Главными героями самой длинной из имеющихся у нас мифологических поэм, или циклов, являются бог Ваал и его сестра Анат. Цикл состоит из нескольких эпизодов, таких как борьба Ваала с морским богом Ямом и победа над ним, а также строительство великолепного дворца в честь Ваала. Но стержнем истории являются смерть и воскрешение Ваала – еще один вариант мифа о пропавшем боге. Более того, это новое воплощение старого мифа очень интересно; во-первых, оно настолько подробно, что может сравниться только с хеттской версией, и, во-вторых, в ней есть независимые элементы. Основной из них – тот факт, что противником Ваала выступает Мот, бог подземного мира, а основа сюжета – рассказ о борьбе двух богов.

Ваал ссорится с Мотом, пробирается в подземный мир и там, после отчаянной схватки, встречает свою смерть. Его сестра Анат решает отомстить за него:

Как у коровы по своему теленку, как у овцы по своему ягненку, болело сердце Анат по Ваалу. И когда скорбь стала невыносимой, Анат пошла к Моту. Она схватила его за одежды и закричала:

– Отдай мне моего брата! Но Мот гордо ответил:

– Чего ты от меня хочешь?.. Да, я встретил силача Ваала, я ввергнул его в свою глотку, как ягненка, я поглотил его, как козленка, и исчез он там…
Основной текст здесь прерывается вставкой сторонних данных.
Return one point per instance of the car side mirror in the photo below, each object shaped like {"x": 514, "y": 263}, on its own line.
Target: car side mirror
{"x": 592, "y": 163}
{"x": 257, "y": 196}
Шли дни, они складывались в месяцы. А Анат продолжала скорбеть и искать Ваала. Ее сердце билось для него, как у коровы для теленка, как у овцы для ягненка. И, не выдержав скорби, напала Анат на Мота. Она разрубила его мечом, сквозь сито просеяла, сожгла на огне, размолола жерновами мельницы, рассеяла по полю, чтобы птицы склевали его останки.

Терминология весьма красноречива: Мот, которого разрубили, просеяли сквозь сито, сожгли на огне, размололи жерновами мельницы и рассеяли по полю, – бог летней жатвы, бог сухого сезона, который губит принесенное весенними дождями плодородие. Но затем плодородие возвращается, и Ваал вновь появляется на земле:

Явилось Илу видение. Увидел он, что небо наполнилось маслом, а реки – медом. И из этого видения Творец творения понял, что снова жив силач Ваал. Тогда прекратил Илу свой траур, поднялся с земли, снова поставил свои ноги на подножку, сел на свой трон. И, рассмеявшись, сказал радостно Илу, что теперь он успокоился, ибо снова жив силач Ваал, вновь на своем месте Владыка земли.
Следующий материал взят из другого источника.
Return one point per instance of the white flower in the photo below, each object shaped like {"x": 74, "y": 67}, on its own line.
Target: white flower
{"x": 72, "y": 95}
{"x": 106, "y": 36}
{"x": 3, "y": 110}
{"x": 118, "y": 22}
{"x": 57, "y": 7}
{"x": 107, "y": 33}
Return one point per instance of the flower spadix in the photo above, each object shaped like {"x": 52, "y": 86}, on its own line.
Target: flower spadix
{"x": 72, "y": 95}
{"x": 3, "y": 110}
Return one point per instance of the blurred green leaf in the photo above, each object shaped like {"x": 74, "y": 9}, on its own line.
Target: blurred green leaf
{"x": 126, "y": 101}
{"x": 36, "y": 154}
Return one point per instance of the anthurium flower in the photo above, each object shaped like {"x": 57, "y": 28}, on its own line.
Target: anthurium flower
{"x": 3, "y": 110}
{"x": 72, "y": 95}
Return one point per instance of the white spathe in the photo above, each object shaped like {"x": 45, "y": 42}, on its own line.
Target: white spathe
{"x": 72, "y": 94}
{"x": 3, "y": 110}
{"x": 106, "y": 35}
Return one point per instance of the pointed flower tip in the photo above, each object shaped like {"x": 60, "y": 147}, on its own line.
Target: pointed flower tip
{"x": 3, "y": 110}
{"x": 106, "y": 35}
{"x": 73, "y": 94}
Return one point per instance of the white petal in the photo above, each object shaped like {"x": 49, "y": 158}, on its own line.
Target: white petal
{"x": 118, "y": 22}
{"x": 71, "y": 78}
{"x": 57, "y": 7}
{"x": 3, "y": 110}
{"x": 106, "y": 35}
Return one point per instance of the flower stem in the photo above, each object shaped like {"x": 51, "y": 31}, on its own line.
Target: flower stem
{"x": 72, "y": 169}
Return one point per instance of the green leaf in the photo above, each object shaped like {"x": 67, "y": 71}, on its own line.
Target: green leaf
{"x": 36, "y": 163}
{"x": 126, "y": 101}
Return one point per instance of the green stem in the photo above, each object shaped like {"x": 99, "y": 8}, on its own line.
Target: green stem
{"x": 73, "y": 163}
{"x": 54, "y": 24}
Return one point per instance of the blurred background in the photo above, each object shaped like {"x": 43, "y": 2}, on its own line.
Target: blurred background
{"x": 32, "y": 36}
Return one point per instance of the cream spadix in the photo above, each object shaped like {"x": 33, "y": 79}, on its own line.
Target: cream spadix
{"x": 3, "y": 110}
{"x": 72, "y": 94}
И снова красноречивая терминология: с возвращением бога масло льет дождем с неба, и мед течет по земле. В этом произведении древний миф получил одно из самых живых и выразительных литературных воплощений.

Героический эпос представлен двумя значительными поэмами – об Акхате и о Карату; обе они отличаются новизной и необычностью тем и характеров, поэтому нельзя исключить, что они могут быть основаны на реальных происшествиях местной истории, трансформировавшихся со временем в легенды.
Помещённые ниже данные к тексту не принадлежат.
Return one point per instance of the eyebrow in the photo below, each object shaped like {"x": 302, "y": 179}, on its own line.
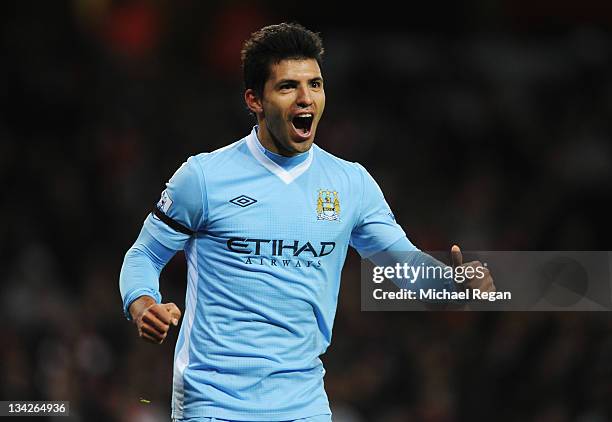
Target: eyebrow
{"x": 294, "y": 81}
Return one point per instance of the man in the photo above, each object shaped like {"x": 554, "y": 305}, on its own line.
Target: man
{"x": 265, "y": 224}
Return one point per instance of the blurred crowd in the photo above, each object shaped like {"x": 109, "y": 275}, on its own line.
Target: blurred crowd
{"x": 494, "y": 135}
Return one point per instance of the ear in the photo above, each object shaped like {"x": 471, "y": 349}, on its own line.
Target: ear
{"x": 253, "y": 101}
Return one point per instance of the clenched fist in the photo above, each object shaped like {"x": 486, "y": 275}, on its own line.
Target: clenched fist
{"x": 153, "y": 319}
{"x": 483, "y": 282}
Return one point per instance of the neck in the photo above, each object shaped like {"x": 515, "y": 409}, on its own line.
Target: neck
{"x": 271, "y": 143}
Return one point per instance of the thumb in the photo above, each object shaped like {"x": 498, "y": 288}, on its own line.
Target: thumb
{"x": 456, "y": 256}
{"x": 175, "y": 313}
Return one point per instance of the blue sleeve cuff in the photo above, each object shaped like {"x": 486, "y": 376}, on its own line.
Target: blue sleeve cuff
{"x": 135, "y": 294}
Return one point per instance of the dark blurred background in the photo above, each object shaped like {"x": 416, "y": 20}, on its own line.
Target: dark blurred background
{"x": 486, "y": 123}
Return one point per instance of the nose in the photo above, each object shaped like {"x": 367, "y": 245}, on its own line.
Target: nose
{"x": 304, "y": 99}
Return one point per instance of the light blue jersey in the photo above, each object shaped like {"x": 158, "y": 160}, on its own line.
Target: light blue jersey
{"x": 265, "y": 239}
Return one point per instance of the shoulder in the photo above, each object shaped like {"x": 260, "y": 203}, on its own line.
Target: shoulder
{"x": 219, "y": 158}
{"x": 328, "y": 159}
Акхат – юный сын мудрого царя Даниилу, который долго молил богов о том, чтобы даровали ему наследника; но вот наконец его мольбы исполнились:

Лицо Даниилу осветилось, и лоб его засиял. Открыл он рот и рассмеялся, поставил ноги на подножку и воскликнул радостно: «Теперь я сяду и отдохну, и душа моя успокоится в груди, ибо сын родился у меня, побег в доме моем, как у братьев».

Обратите внимание на параллель с предыдущим отрывком, вплоть до дословных совпадений: мы вправе сделать вывод, что на тот момент уже существовал сложившийся речевой этикет с надлежащими словесными формулами для выражения различных психологических состояний. Обращаясь же к содержанию, обратите внимание на столь дорогую всему миру Востока концепцию о том, что ребенок – благословение богов.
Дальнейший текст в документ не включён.